The ACO program is a multidisciplinary effort, sponsored jointly with the School of Mathematics and the College of Computing. The intent of this program is to provide a formal vehicle for graduate education and research that builds on the close relationships between combinatorial mathematics, the analysis of algorithms, and fundamentals of optimization and that takes advantage of the resources at Georgia Tech in these areas. The Program is directed by an ACO Coordinating Committee drawn from the participating faculty and representing all of the participating units. Each student in the Program has a single home department and although students apply for admission to ACO independently, through the Coordinating Committee, they must first be admitted as Ph.D. students in their home unit which ultimately recommends the student's degree.

Students must satisfy the Institute requirements as described in the General Catalog. However, specific requirements of the ACO Program may vary significantly from those of other programs in the home department.

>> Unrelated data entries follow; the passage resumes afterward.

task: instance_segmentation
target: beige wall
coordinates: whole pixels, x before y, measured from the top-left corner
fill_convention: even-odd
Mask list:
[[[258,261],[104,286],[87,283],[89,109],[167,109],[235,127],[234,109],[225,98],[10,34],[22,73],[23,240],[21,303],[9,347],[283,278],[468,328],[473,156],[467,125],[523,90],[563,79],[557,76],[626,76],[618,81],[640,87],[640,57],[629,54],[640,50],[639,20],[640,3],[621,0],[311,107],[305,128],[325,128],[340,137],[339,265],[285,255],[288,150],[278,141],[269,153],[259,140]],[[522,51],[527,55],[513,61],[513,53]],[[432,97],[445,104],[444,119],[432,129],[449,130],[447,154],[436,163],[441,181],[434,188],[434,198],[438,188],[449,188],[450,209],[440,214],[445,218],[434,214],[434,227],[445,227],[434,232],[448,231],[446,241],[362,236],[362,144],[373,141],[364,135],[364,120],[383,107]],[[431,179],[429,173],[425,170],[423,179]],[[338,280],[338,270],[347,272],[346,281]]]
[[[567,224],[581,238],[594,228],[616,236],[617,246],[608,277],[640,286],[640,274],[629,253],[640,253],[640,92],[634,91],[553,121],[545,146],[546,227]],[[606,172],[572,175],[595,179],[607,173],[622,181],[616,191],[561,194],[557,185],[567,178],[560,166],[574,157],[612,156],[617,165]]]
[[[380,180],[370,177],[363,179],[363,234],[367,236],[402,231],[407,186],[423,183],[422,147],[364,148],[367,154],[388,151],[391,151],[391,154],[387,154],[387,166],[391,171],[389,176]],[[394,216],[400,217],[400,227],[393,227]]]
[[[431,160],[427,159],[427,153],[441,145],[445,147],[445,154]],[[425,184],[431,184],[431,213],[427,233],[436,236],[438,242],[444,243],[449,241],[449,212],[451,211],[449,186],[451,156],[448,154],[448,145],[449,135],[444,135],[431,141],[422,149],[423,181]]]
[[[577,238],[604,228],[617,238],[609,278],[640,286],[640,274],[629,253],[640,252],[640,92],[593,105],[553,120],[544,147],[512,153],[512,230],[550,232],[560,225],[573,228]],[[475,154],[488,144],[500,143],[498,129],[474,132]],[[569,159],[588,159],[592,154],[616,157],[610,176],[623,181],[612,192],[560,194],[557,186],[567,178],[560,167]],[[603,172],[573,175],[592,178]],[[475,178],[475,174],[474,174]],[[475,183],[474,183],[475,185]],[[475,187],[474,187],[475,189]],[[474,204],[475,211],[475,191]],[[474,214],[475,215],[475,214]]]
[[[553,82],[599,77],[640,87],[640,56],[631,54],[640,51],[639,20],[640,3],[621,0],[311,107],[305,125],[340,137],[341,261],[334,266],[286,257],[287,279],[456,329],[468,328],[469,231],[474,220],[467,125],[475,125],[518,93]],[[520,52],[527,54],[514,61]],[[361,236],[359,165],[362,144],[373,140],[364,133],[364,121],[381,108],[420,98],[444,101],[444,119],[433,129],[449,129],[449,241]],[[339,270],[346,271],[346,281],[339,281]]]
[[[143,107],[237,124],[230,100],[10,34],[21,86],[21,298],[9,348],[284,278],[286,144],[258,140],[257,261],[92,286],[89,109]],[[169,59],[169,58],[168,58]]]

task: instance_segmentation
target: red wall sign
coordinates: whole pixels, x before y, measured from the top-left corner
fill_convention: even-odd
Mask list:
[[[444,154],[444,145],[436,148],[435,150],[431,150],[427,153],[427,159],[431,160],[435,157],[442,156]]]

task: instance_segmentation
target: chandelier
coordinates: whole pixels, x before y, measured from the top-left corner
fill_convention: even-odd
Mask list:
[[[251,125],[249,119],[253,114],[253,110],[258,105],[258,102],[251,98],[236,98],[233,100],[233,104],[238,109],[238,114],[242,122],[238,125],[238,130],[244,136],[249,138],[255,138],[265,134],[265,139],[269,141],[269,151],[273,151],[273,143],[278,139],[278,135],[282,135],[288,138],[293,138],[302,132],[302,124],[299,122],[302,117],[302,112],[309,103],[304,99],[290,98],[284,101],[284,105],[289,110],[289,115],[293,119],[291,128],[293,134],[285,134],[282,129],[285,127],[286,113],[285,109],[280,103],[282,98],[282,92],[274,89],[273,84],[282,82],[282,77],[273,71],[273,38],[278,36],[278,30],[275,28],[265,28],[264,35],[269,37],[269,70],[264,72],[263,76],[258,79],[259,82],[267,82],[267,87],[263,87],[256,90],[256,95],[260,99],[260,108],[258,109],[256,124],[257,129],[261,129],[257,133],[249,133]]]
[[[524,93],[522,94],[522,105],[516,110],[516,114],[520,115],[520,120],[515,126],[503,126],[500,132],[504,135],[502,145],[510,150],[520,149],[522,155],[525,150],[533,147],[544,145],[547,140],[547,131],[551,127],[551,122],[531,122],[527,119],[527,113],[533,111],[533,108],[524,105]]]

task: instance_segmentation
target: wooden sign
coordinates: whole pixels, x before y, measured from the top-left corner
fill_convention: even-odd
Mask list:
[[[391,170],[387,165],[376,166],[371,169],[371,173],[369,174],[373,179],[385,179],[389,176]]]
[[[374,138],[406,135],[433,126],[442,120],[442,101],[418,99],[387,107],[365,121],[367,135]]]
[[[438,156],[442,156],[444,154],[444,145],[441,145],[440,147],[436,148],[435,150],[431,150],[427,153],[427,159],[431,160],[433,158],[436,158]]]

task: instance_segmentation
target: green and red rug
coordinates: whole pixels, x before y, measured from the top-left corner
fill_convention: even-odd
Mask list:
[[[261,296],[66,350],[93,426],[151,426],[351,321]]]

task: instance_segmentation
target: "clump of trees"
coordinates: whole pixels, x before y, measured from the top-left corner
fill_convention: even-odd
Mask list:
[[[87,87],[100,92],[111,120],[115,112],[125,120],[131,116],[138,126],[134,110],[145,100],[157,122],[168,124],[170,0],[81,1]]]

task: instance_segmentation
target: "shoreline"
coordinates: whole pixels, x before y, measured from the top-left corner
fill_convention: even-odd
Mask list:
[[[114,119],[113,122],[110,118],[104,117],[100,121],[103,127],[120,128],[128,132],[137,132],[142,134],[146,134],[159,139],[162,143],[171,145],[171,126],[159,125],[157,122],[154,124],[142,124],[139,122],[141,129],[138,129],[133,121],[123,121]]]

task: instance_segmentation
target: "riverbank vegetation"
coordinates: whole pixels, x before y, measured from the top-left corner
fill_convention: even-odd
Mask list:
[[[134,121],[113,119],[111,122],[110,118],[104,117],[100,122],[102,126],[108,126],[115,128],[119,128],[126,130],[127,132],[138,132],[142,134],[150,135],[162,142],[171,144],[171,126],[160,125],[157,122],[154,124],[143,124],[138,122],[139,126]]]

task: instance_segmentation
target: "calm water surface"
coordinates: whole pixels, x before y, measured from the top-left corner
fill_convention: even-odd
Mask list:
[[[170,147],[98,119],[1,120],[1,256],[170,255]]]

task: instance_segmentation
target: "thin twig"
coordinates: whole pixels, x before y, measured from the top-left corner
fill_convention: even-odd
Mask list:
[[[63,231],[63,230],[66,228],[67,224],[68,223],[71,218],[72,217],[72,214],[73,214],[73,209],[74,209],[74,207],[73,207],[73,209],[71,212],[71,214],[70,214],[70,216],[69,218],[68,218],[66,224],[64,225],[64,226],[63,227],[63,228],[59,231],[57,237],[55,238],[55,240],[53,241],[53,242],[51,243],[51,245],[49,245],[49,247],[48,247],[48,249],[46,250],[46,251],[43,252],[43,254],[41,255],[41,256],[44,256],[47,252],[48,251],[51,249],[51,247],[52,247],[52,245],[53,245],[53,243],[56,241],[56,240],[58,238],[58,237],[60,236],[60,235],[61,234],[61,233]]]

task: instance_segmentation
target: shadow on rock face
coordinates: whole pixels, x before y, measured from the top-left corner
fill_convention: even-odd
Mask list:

The requirements for each ACO student will include the satisfactory completion of a set of core courses shown below.

PROGRAM CORE

  • CS 6550 Analysis of Algorithms
  • ISyE 6661 Optimization I
  • ISyE 6662 Optimization II
  • Math 6014 Graph Theory
  • Math 6021 Algebra
  • Math 6221 Topics in Probability

ADDITIONAL COURSE REQUIREMENTS

Each ACO student must also complete at least 18 hours of course work at the 6000 level or higher in addition to the courses that constitute the core. Additional departmental requirements may be imposed and apply only to students who have the indicated department as their home unit. For ACO students from ISyE, the following additional course requirements must be satisfied:

  • ISyE/Math 6761 Stochastics I
  • Math 6021 Topology of Euclidean Spaces
  • CS 6520 Complexity
  • One additional courses from Statistics, Simulation, or an Operations Research "applications" area.

MINOR REQUIREMENT

Each ACO student must satisfy the Institute requirement of a minor program of study consisting of at least 9 hours of course work chosen to the satisfaction of the Coordinating Committee and the student's home department. Courses in the program core may not be used as part of a minor program.

COMPREHENSIVE EXAMINATION

Typically, by the end of the third semester in residence, each ACO student will be required to take a written Comprehensive Examination. This examination will be based primarily on the contents of the courses in the program core and one additional course selected from CS 7520, CS 7530, CS 6520, or CS 7510. Based on the results of this test and other measures of the student's performance, the Coordinating Committee may pass the candidate, fail the candidate with the recommendation that the test be readministered in part or in whole after allowing at most one year for remediation of the student's deficiencies, or fail the student unconditionally. Upon passing the examination, students will be advised that they will be admitted to candidacy for the Ph.D. upon satisfactory completion of all requirements and filing a statement naming the dissertation advisor and research topic.

THE DISSERTATION AND FINAL DOCTORAL EXAMINATION

The dissertation and final doctoral examination must meet the usual criteria of the Institute. Dissertation advisory committees and doctoral examination committees must represent the home department and at least one other participating unit in the Program. The dissertation advisor may reside in any of the participating units.